Thursday, February 22

Duterte lifts the dead in the Philippines anti-drug campaign from their graves

  • The deceased are exhumed after having expired the five years of rent for their niches and their remains thrown into a mass grave

  • Official figures speak of 7,000 drug addicts and drug dealers killed by the police, although human rights organizations have counted more than 30,000

The victims of the anti-drug crusade in Philippines they have not found peace in the cemetery either. Their bodies are being exhumed after the lease on the graves has expired because their relatives lack income to extend it. It is not a delicate operation: the tombstones are smashed with hammers and the remains are placed in bags that will be thrown into a mass grave or any corner out of sight.
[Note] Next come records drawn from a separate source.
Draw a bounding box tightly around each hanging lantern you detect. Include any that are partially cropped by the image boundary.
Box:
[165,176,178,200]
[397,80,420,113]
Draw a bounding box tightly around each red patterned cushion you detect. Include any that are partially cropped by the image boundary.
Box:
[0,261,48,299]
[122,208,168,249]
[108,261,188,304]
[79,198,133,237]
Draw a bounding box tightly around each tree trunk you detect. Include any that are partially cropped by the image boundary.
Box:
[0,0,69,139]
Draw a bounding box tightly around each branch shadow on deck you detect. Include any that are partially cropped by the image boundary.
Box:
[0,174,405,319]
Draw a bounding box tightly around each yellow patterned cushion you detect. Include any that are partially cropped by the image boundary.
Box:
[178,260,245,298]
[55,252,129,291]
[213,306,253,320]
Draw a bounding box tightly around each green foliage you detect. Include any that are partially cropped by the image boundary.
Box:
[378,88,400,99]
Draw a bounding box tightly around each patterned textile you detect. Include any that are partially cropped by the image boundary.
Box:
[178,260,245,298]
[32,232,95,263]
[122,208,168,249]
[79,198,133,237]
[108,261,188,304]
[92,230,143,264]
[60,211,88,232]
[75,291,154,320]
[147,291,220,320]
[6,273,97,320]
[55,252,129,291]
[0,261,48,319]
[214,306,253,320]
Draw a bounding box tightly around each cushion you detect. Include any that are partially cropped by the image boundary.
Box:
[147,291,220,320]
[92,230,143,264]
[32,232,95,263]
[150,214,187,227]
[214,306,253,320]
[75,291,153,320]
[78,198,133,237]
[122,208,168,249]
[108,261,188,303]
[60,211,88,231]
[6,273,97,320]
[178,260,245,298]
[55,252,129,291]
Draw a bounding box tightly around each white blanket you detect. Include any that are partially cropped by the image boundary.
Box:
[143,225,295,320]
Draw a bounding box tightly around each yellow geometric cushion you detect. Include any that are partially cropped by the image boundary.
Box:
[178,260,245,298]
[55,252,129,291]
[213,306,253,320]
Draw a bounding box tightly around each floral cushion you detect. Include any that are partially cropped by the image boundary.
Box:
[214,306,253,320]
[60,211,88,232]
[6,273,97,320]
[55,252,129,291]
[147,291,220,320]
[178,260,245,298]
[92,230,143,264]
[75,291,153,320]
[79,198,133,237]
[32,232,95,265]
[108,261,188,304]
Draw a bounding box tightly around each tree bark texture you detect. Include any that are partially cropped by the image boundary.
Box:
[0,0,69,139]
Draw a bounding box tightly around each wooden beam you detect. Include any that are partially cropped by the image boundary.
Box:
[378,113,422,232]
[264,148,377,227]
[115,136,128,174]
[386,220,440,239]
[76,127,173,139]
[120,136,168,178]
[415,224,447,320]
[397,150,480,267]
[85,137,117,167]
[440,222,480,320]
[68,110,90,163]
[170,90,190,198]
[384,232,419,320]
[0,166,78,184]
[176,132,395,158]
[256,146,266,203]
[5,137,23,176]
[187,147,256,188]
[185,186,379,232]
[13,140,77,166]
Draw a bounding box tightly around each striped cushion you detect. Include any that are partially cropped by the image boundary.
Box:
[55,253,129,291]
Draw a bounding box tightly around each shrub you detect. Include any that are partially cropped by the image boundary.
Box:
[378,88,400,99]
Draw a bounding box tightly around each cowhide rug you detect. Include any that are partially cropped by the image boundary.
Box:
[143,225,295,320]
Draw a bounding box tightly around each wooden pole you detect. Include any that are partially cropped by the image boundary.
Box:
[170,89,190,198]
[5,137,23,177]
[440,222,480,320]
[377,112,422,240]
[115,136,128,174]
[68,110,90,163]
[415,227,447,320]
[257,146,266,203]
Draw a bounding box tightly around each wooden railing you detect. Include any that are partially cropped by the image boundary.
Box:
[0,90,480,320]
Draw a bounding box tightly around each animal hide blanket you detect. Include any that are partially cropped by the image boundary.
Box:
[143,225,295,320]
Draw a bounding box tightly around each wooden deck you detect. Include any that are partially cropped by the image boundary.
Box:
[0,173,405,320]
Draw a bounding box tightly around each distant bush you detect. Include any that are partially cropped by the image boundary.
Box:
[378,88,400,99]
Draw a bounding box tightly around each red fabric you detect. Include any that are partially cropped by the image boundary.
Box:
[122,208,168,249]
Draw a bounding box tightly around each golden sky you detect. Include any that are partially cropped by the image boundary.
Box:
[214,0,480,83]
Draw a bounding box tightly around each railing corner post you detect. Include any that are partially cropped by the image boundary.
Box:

It is the last and foreseeable effect of the Rodrigo Duterte’s most mediatic campaign. No one can accuse the president of breaking his electoral promises: he said that he would put an end to drug addicts and he worked hard at it. Official figures speak of 7,000 drug addicts and drug dealers shot down by the police and human rights have counted more than 30,000. The uproar was concentrated in the first year with an average of 35 deaths per day. Those expelled from their graves are now those who fell in that first wave.

The dead are concentrated in suburbs of the metropolitan belt of Manila such as Nabotas or Caloocan. A walk reveals a painful poverty. Wooden shacks, swamps where half-naked children, chickens and malnourished dogs are squeezed, no running water and disturbing electrical junctions. “If you’re poor, you’re dead,” Amnesty International headlined its report on Duterte’s anti-drug campaign. The painting explains the drama: the rental of those humble cubicles stacked on cement blocks costs a thousand pesos a year, about 17 euros, too many for those who barely fill the bowl of rice. The average salary in the Philippines does not reach 270 euros and the pandemic has fattened the poor account. The deceased, moreover, were the main breadwinner for the family in many cases.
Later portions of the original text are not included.